『魏略』三題

灰人

 陳壽撰『三國志』に注を施した裴松之が依った史料の一つに、魚豢撰『魏略』がある。この『魏略』については唐代の劉知幾撰『史通』に「魏時京兆魚豢私撰『魏略』、事止明帝。(内篇題目第十一)」とあり、魏代に魏の人によって編纂された同時代史で、それに伴う弊害もあるとは言え、資料的価値は高いと言える。


 一方、同書外篇古今正史第二で劉知幾は「魚豢・姚察著魏・梁二史、巨細畢載、蕪累甚多、而俱牓之以畧、考名責實、奚其䘮歟」とし、『梁書』の初編者であった姚察と共に「巨細畢く載せ、蕪累甚だ多し」と、真偽の定かでない逸話を載錄しているとする。裴松之自身も引用しておきながら批判を加えている例もあり、同書が散佚している事も相俟って、利用には注意が必要な書物と言える。

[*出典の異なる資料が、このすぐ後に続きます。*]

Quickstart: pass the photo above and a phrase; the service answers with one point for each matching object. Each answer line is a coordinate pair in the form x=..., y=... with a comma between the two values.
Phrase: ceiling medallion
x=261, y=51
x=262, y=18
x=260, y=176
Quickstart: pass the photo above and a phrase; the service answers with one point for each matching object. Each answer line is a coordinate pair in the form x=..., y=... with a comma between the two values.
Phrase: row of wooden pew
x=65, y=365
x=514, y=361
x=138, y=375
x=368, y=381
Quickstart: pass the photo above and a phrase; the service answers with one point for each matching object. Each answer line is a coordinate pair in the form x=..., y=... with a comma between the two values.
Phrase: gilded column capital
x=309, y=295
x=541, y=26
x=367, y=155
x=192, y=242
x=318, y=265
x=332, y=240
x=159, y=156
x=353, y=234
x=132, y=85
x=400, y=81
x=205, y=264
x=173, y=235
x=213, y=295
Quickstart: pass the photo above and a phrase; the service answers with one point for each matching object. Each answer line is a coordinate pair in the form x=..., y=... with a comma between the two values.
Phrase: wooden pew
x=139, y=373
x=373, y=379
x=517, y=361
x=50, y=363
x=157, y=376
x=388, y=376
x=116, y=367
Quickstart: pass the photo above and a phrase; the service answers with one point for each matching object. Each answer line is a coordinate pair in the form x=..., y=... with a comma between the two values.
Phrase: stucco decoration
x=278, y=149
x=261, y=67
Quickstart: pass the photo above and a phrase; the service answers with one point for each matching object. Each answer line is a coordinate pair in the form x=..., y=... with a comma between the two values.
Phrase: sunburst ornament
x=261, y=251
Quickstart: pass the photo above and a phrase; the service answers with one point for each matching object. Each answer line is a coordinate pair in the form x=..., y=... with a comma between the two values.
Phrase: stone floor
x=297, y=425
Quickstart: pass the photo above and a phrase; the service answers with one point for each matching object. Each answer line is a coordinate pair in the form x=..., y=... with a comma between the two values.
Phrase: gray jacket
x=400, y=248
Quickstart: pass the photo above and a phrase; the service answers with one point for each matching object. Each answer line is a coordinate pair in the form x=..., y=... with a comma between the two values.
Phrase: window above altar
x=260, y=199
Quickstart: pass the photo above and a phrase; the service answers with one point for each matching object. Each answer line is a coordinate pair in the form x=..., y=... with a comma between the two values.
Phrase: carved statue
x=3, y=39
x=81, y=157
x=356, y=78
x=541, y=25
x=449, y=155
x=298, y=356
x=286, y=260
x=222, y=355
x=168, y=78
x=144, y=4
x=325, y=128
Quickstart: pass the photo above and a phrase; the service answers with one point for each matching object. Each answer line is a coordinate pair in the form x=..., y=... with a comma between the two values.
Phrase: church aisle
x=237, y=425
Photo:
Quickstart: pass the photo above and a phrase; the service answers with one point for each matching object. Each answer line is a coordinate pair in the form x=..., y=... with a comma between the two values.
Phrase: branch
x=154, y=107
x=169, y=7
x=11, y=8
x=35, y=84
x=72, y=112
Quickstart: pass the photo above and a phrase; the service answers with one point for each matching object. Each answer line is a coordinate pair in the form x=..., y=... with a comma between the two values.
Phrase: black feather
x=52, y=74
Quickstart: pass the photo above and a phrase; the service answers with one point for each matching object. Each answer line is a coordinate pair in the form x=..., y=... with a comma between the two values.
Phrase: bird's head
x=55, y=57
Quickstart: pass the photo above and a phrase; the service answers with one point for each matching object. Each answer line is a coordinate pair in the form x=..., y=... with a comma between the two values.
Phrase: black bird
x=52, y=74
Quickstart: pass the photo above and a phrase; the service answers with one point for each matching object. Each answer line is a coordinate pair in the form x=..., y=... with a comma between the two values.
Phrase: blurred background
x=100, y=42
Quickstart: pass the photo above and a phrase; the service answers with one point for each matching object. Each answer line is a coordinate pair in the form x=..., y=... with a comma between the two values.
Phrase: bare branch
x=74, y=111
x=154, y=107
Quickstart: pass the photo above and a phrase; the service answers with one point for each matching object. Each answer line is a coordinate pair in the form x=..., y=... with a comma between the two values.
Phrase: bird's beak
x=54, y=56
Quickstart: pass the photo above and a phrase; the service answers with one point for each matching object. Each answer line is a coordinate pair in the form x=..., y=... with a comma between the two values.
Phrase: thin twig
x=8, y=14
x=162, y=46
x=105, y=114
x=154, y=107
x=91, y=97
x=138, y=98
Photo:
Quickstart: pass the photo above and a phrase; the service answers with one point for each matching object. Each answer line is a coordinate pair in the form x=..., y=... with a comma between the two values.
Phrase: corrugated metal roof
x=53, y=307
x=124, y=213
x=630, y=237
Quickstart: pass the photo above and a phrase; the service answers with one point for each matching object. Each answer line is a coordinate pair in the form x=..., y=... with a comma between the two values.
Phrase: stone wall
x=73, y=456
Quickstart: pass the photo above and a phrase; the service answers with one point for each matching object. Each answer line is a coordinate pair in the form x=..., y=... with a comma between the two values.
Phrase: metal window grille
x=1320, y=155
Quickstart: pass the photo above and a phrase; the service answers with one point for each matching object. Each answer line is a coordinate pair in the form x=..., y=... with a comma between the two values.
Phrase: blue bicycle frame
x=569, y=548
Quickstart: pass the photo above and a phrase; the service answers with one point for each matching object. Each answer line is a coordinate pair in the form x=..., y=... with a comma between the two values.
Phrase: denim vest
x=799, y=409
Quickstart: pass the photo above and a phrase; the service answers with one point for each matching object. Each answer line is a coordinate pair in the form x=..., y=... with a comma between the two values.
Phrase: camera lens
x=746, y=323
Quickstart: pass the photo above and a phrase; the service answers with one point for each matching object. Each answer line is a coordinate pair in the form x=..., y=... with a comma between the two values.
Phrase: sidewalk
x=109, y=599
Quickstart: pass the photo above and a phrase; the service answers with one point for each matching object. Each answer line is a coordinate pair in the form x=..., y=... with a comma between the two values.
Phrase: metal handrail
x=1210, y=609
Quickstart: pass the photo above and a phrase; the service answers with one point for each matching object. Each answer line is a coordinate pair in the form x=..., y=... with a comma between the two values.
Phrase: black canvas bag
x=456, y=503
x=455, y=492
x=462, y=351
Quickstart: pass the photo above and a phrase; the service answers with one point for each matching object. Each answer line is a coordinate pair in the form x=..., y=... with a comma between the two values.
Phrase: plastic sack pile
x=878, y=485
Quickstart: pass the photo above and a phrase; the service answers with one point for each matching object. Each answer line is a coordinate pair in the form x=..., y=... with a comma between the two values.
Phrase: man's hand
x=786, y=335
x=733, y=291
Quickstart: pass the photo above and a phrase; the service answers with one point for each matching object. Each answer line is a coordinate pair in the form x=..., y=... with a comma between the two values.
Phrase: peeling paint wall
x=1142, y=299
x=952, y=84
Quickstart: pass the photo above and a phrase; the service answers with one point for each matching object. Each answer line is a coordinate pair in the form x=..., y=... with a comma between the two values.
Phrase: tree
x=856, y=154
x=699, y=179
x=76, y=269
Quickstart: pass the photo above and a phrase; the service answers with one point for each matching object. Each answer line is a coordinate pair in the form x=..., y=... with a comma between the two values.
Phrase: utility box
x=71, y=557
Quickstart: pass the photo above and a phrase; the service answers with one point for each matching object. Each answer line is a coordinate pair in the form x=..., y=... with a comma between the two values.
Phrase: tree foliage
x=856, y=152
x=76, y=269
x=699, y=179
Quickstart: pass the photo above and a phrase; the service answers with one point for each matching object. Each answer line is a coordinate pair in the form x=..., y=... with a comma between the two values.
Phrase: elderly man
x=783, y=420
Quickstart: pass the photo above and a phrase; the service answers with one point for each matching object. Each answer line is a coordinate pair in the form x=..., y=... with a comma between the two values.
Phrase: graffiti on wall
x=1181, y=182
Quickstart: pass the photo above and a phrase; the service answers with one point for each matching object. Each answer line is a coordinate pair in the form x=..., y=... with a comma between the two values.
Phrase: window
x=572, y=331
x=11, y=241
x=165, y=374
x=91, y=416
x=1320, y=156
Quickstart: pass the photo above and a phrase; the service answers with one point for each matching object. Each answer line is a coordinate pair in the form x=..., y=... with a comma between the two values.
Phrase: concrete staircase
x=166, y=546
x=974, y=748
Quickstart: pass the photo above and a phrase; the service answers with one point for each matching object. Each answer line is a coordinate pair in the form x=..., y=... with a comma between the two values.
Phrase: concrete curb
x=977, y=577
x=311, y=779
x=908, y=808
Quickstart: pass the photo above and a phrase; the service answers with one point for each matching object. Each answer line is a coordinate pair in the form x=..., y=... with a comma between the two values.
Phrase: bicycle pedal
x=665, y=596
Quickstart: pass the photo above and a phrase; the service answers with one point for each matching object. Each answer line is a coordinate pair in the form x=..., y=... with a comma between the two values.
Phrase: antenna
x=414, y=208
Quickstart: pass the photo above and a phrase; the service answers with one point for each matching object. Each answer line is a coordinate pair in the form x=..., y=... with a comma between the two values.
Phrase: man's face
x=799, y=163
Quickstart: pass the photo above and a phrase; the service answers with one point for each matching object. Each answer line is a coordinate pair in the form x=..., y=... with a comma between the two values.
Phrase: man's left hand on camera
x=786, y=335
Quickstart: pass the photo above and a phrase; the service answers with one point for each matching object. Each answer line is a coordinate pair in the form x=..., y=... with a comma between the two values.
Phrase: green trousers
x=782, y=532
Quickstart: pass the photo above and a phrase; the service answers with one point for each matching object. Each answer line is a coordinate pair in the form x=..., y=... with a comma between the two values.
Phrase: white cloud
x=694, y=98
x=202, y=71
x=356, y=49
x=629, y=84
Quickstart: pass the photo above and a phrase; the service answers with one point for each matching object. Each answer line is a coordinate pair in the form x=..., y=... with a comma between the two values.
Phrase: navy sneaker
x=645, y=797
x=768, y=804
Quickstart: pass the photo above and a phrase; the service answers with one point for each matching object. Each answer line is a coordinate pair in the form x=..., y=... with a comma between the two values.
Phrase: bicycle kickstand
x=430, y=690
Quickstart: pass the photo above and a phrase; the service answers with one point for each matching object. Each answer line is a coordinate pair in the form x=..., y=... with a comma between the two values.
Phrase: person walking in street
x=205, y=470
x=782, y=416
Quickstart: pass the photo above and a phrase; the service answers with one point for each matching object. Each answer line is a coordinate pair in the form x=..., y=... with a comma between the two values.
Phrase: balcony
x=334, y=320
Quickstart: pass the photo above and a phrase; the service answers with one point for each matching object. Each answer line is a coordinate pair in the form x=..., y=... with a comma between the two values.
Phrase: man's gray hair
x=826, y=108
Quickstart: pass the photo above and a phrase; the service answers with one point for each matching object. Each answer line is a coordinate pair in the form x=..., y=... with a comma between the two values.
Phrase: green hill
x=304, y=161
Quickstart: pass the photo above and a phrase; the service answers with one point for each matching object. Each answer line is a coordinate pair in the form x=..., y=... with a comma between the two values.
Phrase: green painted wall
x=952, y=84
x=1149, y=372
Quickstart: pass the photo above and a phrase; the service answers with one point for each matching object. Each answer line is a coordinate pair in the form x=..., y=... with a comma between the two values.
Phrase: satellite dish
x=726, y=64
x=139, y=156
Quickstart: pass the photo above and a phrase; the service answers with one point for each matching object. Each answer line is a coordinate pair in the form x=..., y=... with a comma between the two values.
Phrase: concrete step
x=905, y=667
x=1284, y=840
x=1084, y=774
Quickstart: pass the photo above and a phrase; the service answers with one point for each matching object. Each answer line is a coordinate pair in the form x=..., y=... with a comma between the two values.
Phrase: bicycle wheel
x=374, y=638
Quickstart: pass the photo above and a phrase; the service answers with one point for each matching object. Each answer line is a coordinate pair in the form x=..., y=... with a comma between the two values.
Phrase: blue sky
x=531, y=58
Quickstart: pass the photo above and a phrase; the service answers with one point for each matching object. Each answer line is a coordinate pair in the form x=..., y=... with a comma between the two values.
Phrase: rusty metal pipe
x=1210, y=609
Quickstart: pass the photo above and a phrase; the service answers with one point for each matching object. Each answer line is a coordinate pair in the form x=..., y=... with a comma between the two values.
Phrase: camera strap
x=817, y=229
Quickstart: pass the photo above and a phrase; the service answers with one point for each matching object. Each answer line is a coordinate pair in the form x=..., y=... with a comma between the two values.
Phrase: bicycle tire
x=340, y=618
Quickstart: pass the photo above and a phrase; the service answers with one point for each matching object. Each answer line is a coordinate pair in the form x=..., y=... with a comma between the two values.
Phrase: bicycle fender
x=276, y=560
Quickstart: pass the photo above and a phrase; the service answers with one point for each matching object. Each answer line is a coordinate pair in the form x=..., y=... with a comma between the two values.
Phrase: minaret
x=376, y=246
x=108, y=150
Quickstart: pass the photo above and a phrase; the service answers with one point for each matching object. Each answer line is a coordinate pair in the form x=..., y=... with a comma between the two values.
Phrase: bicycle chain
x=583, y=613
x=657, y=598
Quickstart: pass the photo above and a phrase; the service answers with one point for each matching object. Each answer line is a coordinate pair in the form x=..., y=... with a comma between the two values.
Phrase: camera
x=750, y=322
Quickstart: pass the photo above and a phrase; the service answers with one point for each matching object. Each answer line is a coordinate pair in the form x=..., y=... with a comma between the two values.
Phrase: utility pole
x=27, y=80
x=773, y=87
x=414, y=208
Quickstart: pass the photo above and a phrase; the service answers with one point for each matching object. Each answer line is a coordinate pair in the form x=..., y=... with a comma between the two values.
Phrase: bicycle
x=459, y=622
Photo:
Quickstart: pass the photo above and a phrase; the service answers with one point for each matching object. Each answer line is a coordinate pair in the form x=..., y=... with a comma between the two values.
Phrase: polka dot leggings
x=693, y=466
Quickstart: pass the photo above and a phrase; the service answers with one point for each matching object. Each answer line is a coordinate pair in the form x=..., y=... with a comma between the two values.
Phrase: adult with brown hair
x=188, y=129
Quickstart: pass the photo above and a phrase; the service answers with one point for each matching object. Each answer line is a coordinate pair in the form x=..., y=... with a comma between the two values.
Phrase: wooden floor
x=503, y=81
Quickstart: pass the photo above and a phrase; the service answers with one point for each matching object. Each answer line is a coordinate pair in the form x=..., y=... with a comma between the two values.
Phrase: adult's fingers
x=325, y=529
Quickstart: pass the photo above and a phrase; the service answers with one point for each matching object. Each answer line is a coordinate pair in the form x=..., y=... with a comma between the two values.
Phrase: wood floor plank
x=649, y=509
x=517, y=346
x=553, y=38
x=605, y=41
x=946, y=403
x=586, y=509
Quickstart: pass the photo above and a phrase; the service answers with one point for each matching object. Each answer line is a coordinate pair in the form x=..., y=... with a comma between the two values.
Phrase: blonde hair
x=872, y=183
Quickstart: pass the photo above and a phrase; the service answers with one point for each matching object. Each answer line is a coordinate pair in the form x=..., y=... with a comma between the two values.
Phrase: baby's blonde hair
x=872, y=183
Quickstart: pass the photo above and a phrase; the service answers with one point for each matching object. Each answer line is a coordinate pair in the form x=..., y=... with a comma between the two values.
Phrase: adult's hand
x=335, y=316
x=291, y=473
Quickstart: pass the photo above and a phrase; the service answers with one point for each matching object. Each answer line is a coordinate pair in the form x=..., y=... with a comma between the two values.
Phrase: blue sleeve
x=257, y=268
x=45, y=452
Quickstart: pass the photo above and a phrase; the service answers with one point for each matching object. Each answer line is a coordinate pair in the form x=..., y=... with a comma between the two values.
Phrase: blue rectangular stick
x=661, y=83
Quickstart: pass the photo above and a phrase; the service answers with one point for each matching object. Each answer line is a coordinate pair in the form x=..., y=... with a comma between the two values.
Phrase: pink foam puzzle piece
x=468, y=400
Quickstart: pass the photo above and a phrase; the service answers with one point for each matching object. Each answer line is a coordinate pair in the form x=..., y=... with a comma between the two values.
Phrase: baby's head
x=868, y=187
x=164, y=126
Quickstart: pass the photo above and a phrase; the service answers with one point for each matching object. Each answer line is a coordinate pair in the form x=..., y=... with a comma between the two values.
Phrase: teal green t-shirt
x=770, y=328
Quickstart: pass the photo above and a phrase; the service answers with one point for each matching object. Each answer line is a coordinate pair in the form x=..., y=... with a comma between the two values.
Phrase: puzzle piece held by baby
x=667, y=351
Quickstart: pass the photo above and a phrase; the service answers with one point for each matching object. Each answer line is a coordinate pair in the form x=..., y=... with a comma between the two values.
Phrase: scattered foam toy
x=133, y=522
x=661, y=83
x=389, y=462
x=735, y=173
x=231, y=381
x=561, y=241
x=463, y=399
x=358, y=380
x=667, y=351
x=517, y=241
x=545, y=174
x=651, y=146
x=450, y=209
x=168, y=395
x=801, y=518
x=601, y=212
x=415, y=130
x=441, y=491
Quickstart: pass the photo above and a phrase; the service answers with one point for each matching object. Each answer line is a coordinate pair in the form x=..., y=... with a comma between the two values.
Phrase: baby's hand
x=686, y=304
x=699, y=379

 ただ、如何に「巨細畢く載せ」ているとは言え、全く定見無く載錄しているとは思えず、何らかの意図があったと考えられる。そこで、批判が多いと思われる、蜀漢に係わる逸話三題に関して、既に各処で言及され、論究し盡くされた感もあるが、少し視点を変えて、その載錄の理由の面に着目して考察してみたい。